Answer: $(p,a,m)=(2,1,1),(2,3,2),(2,7,3),(3,1,1),(3,7,2),(3,25,3),(5,1,2),(2,15,4),(5,101,3)$. Direct checks for $p=2,3,5$ give the above solutions. For $p\ge 7$ the Wilson theorem implies $a\equiv 1(\mathrm{mod}p)$. Moreover, obviously $p-1|a-1$. Therefore $a=kp(p-1)+1$ for some integer $k\ge 0$. If $k\ge 6$ then $a\ge 6p^2-6p+1>5p^2$, a contradiction.

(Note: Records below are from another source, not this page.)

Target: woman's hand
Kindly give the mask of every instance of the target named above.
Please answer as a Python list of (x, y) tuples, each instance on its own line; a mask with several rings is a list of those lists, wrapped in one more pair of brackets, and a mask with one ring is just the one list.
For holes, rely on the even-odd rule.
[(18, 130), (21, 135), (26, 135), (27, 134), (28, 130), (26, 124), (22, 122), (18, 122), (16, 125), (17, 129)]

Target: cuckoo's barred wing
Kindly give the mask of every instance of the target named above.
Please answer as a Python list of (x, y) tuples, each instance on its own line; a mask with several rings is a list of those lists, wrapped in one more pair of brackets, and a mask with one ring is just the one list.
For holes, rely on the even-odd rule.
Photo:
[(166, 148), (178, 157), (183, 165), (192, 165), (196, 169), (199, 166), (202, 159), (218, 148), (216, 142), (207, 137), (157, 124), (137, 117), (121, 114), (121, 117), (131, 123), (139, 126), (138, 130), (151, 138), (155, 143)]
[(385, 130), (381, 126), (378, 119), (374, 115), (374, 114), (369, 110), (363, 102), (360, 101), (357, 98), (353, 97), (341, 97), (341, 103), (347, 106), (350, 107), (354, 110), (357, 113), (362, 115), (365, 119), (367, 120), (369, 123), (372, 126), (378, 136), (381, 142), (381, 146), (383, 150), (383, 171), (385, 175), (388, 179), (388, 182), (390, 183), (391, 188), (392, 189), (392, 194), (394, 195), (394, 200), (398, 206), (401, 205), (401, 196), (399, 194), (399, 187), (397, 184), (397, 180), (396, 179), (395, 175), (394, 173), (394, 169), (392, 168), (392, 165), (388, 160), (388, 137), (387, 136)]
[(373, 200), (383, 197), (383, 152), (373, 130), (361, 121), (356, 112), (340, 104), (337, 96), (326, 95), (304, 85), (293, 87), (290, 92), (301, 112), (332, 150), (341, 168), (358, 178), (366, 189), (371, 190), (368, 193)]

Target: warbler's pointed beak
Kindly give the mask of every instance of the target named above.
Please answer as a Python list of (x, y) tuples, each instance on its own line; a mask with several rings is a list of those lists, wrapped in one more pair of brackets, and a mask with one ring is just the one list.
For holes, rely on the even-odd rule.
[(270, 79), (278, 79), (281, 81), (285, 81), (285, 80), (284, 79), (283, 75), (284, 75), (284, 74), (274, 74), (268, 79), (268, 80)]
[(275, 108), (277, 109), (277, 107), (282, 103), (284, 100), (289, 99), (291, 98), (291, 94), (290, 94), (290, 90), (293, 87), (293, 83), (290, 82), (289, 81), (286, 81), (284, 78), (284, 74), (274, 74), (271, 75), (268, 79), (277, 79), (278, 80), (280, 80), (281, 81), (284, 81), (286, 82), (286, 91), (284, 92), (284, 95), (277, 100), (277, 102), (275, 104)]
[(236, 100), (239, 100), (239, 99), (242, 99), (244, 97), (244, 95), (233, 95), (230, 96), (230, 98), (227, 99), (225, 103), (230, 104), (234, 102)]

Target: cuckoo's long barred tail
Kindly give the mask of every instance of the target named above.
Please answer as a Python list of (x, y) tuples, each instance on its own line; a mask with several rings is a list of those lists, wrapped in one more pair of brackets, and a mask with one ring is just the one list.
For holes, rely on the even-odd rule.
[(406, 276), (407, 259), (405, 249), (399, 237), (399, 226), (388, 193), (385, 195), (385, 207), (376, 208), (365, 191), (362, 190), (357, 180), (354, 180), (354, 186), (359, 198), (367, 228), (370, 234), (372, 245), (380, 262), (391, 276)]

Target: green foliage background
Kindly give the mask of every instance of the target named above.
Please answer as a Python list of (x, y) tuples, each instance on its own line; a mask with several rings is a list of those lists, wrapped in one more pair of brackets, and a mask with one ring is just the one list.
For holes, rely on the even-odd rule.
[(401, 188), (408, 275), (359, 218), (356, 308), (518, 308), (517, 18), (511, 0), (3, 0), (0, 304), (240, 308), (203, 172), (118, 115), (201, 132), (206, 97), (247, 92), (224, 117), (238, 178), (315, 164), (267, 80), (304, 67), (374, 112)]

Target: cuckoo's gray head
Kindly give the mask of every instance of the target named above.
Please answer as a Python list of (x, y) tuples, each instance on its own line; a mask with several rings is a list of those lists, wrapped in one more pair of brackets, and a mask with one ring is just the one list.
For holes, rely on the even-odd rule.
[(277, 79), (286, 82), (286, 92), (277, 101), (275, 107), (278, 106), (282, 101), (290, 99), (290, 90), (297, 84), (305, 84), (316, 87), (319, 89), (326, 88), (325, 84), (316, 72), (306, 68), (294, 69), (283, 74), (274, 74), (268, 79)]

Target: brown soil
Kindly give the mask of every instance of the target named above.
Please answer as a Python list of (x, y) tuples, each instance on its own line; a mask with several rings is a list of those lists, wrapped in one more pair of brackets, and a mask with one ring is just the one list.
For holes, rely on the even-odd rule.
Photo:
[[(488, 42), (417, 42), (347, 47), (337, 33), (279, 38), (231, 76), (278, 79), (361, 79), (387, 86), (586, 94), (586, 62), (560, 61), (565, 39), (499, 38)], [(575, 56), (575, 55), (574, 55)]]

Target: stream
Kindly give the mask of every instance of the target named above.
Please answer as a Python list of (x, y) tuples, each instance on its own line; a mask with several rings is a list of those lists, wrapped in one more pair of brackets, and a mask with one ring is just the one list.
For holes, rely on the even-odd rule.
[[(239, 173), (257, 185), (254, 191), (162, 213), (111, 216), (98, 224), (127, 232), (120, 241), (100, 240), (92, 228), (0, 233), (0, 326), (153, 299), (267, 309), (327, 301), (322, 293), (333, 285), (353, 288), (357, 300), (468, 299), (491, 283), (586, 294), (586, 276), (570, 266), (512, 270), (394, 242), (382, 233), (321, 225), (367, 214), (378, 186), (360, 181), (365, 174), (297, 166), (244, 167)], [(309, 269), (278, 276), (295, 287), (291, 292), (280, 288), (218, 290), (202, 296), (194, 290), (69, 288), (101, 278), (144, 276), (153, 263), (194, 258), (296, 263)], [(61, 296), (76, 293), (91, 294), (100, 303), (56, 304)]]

So we have $0\le k\le 5$. After division by $p-1$ we obtain $$(p-2)!+kp=p^{m-1}+p^{m-2}+\cdots +1.$$ Since $p\ge 7$, the $2$ and $\frac{p-1}{2}$ are different and appear in $(p-2)!$, i.e. $p-1|(p-2)!$. This gives $k\equiv m(\mathrm{mod}p-1)$. If $m\ge p$, then $$(p-2)!+kp=p^{m-1}+p^{m-2}+\cdots +1>p^{p-1}>(p-1)!,$$ which easily gives a contradiction. Thus $m\le p-1$. If $k=0$, then $m=p-1$ and $$(p-2)!=p^m-1\ge p^{p-1}-1>(p-1{)}^{p-1}>(p-1)!,$$ a contradiction. If $k=1$ or $2$, then $m=1$ or $2$, respectively, which is impossible. If $k=3$, then $m=3$, i.e. $(p-2)!=(p-1{)}^2$, which is impossible. For $k=4$ we get $m=4$ and $(p-2)!=(p-1)(p^2+2p-1)$, whence $$p-2|p^2+2p-1=p^2-4+2(p-2)+7,$$ i.e. $p=7$, which does not give solutions. For $k=5$ we obtain $m=5$ and $(p-2)!=(p-1)(p^3+2p^2+3p-1)$, whence $$p-2|p^3+2p^2+3p-1=p^3-8+2(p^2-4)+3(p-2)+21,$$ i.e. $p=7$, which does not give solutions.